I quickly realised that such a low stocking rate left no room for tree form selection, but luckily the good genetics meant poor form was a rarity. I pruned the trees intensively as the pruned logs were likely to provide the bulk of the final return. The average pruned height was between eight and nine metres.
Well before our harvest window I showed the three hectare block to Carl Hanna and Chris Bridge of Wood Marketing Services so that it would be on their radar when the market was right. That time arrived this summer with good export markets for pruned logs and rising prices for the branched export grades. The harvest began in early January and below is a summary of the grade out turn and financial returns.
|Average gross returns||$125 a tonne|
|Transport and cartage||$23.5 a tonne|
|Logging||$32 a tonne|
|Tracks and roads||$4 a tonne|
|Harvest management||$4.50 a tonne|
|Net return||$61 a tonne|
|Net return per hectare||$36,600|
The total harvest produced a total of 1,806 tonnes which was just over 600 tonnes a hectare. This is good for 23-year-old trees, particularly at such a low stocking rate.
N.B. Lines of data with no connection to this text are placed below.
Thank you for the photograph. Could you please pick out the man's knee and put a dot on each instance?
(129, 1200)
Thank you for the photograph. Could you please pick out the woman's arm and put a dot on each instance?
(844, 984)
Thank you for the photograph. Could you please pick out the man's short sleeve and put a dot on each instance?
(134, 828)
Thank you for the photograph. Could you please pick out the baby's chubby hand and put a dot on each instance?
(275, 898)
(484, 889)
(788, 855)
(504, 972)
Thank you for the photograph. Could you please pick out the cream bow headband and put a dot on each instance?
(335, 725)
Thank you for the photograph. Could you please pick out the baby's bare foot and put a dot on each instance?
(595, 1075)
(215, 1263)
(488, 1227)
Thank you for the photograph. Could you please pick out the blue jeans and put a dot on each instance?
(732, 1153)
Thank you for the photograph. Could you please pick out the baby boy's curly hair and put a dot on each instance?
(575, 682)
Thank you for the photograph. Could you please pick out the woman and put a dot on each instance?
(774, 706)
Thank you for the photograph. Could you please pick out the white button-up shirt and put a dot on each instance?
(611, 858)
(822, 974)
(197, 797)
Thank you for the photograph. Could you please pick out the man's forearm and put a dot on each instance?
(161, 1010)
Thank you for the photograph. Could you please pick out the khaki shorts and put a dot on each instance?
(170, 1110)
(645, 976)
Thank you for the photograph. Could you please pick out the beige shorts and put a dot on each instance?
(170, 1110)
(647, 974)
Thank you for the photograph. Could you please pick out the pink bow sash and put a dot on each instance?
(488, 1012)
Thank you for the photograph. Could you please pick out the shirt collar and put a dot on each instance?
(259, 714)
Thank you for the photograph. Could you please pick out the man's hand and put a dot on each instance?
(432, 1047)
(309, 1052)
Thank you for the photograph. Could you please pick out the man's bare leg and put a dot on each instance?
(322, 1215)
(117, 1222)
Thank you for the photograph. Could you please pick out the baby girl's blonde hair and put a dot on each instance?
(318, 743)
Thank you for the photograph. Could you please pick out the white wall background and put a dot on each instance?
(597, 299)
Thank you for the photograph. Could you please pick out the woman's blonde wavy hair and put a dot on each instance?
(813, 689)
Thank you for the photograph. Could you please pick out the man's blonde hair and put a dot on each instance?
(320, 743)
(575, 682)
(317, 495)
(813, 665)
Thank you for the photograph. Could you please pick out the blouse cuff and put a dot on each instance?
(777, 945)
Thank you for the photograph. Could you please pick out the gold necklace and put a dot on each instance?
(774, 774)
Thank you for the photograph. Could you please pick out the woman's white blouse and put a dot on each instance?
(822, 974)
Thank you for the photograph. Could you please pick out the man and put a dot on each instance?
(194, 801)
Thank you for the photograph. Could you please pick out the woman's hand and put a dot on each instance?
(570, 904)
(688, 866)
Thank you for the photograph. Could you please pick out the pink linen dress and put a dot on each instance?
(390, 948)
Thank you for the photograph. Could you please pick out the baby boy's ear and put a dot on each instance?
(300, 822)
The grade mix was 47 per cent pruned, 37 per cent A grade, 10 per cent K and KI grade with the remaining 6 per cent domestic and export pulp.
The net return equates to $1,650 per hectare per year. This is significantly more than we could have earned off a steep hill paddock from grazing young dairy stock.
Good land, good genetics
A few points made at the recent combined field day of the Waitomo and Waikato branches are worth noting. The good productivity of 600 tonnes a hectare from 23-year-old trees can be put down to good lowland King Country site and superior genetics. The low stocking led to large trees meaning nearly all pruned logs had a small end diameter over 40 cm.
We were able to get two of the four metre pruned logs from nearly all trees. The resulting 47 per cent of pruned logs is quite exceptional. Despite a distance of over 150 km to Mt Maunganui, the local sawmills could not compete with current export prices. We were fortunate that the roading cost was as low as four dollars a tonne. It can sometimes be closer to $20 a tonne and using a good harvest manager is well worthwhile.
It is very hard to predict what the best forestry tending regime will be for a market in 20 to 30 years time. The current export market has no respect for wood density or strength. It is only size and taper that matter.
I will replant but not at such a low initial stocking. I will prune again but probably not to eight or nine metres. I am glad I harvested now what many consider to be very young trees. The next crop will be in the ground sooner and perhaps I will get to harvest two crops off the same paddock.
I thank the Branns and Mike Smith for their contribution to a great result. Special thanks also go to Carl Hanna and Chris Bridge of Wood Marketing Services for a job well done.